The latest IMF projections for Pakistan suggest that Pakistan’s economy has regained short-term stability, but it remains burdened by high debt, weak investment and slow employment growth, a media report said on Wednesday.
Projections by the International Monetary Fund (IMF), released early on Tuesday alongside the statement announcing a fresh disbursement of around $1.2bn to Pakistan, showed that the country’s economic growth was projected to inch up from 2.6% in FY-25 to 3.2% by FY-26, a pace that barely matches population growth in the country of 240.5mn people, reported Dawn.

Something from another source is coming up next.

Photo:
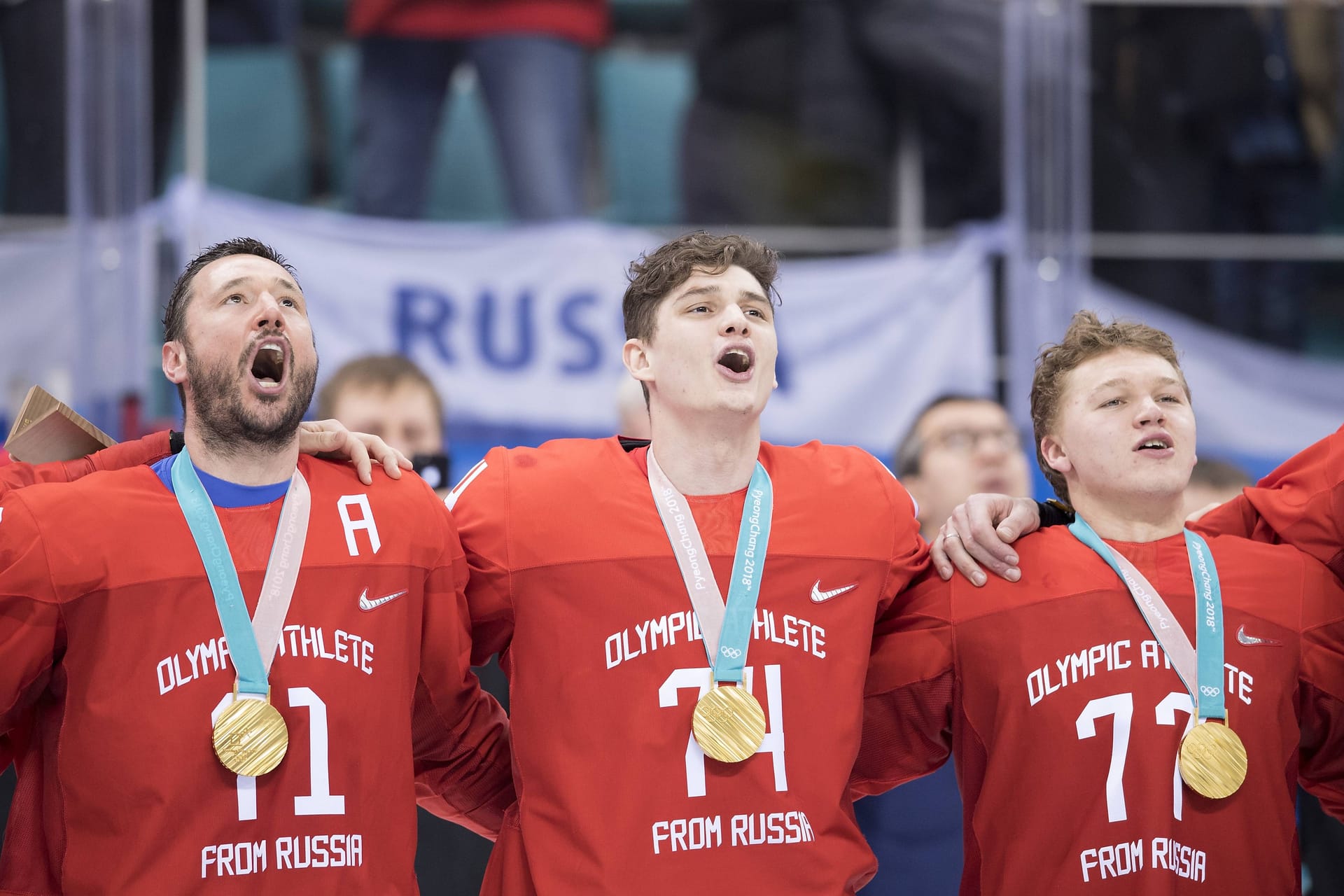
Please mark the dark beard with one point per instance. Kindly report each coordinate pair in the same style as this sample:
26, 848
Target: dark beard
225, 419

With a per capita income of $1,677, this trajectory points more to economic containment than recovery.
Pakistan’s population also continues to grow at a high pace, with mid-2025 official figures citing 2.55%, while World Bank data points to 1.8-1.9%. In terms of inflation, after averaging 23.4% in FY-24, consumer prices are estimated to have fallen sharply to 4.5% in FY-25, and projected to rise to 6.3% in FY-26, the report said.

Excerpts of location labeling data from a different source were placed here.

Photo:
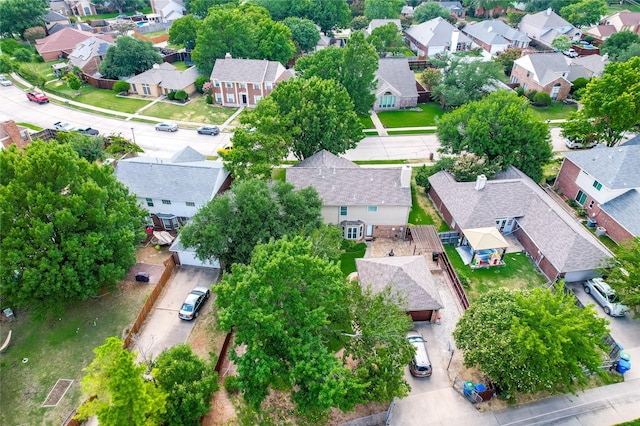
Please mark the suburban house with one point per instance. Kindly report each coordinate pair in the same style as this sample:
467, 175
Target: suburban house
606, 182
243, 82
546, 26
168, 10
12, 134
435, 36
88, 54
162, 79
495, 36
558, 244
365, 202
375, 23
61, 44
173, 189
396, 85
408, 276
624, 21
543, 72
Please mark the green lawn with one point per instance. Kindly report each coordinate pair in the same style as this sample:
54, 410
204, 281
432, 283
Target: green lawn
556, 111
41, 352
518, 273
196, 110
406, 118
98, 97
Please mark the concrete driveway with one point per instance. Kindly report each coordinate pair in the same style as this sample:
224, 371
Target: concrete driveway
163, 329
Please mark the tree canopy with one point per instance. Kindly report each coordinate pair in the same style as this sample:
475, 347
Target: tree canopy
287, 307
531, 341
18, 15
464, 81
189, 383
584, 13
623, 273
612, 102
501, 129
129, 56
230, 225
68, 227
246, 31
122, 395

Unemployment is projected to fall only modestly from 8.3% in FY-25 to 7.5% in FY-26, underscoring the weak job-creating capacity of the current growth path, it added.
On the fiscal front, government revenue and grants are projected to rise from 12.7% of the gross domestic product (GDP) in FY-25 to 16.3% by FY-26, while expenditure is expected to remain near 20% of GDP, it said.
As a result, the budget deficit is projected to narrow from -6.8% to -4.0% of the GDP. Pakistan is also projected to maintain a primary surplus rising to 2.5% of the GDP, a central IMF benchmark.
Despite this tightening, the public debt burden remains heavy. Total general government debt, including IMF obligations, is projected to hover around 72-73% of the GDP, while government and guaranteed debt is expected to stay near 76%, it said.
Domestic debt accounts for nearly half of the GDP, keeping interest costs elevated amid high domestic borrowing rates.
Foreign investment, however, remains subdued. Foreign direct investment (FDI) is projected at just 0.5-0.6% of the GDP throughout the period under review, it added.
Meanwhile, the 15.4% real effective appreciation of the Pakistani rupee in FY-25 signals a shift towards currency stability after a period of sharp depreciation.
Taken together, the IMF projections for Pakistan suggest that the immediate risk of economic free fall has eased, but the country remains locked into a narrow stabilisation path marked by weak growth, heavy debt and limited relief for households, the report said.
The immediate crisis may have passed, but the challenge of translating stabilisation into sustained, inclusive growth remains unresolved, according to the paper.